Rather, the national transformation from fat to fit will come from Silva himself and his mix of personal-fitness platitudes sprinkled with a dash of post-9/11 America-is-the-bestest bromides. As is the case with motivational speakers everywhere, for him the words themselves matter little and their meaning even less. What does matter is the intensity of the telling, even as one sentence isn’t given a chance to finish before Silva starts in on the next one, only marginally related to its predecessor.
Just witness Silva’s explanation of how he will reorient the priorities of 300 million Americans without the involvement of the federal government: “How do you lead in the world? If you are a leader in the world, how do you lead? When you run a company, how do you lead? That’s expertise. Because without vision, people perish. That is just an age-old thing. If you look at the greatest leaders in the world, they led, you know, storming the beach in Normandy."
He continued: “How did they get them brave men to storm that beach?

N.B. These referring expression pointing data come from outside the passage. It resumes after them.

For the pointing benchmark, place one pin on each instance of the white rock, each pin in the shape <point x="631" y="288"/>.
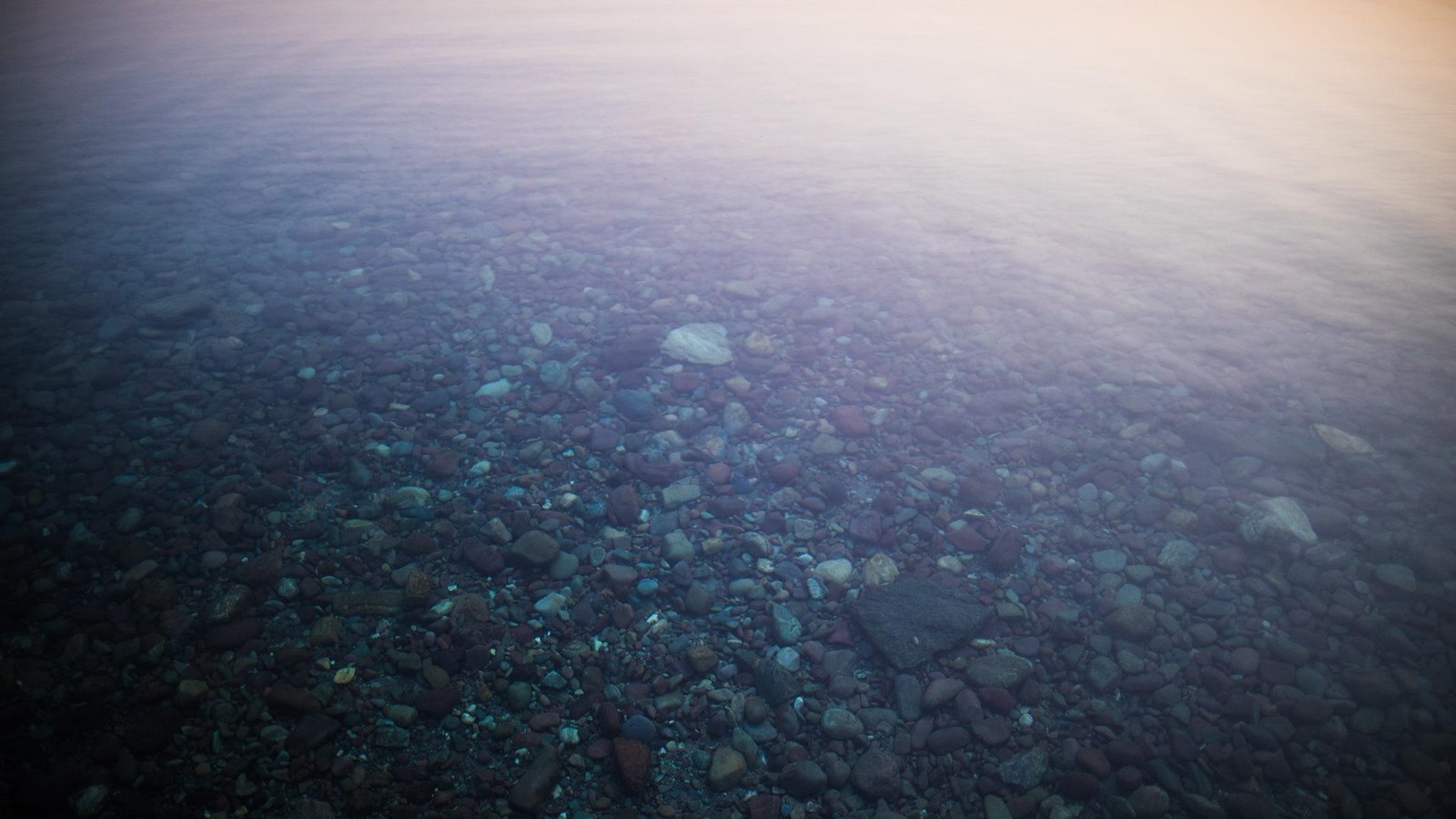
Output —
<point x="699" y="344"/>
<point x="495" y="389"/>
<point x="1278" y="523"/>
<point x="1343" y="442"/>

Great leadership. George Washington — what was the difference about him? Great leadership. Abraham Lincoln — what was his deal? What a visionary. He wanted to abolish slavery, leadership, to lead the North, and keep the country from completely going berserk. If you read the story, he had gotten to Washington, he was close, you know — leadership. Churchill — great leadership. Without leadership the people perish.”
Hard to argue with any of that.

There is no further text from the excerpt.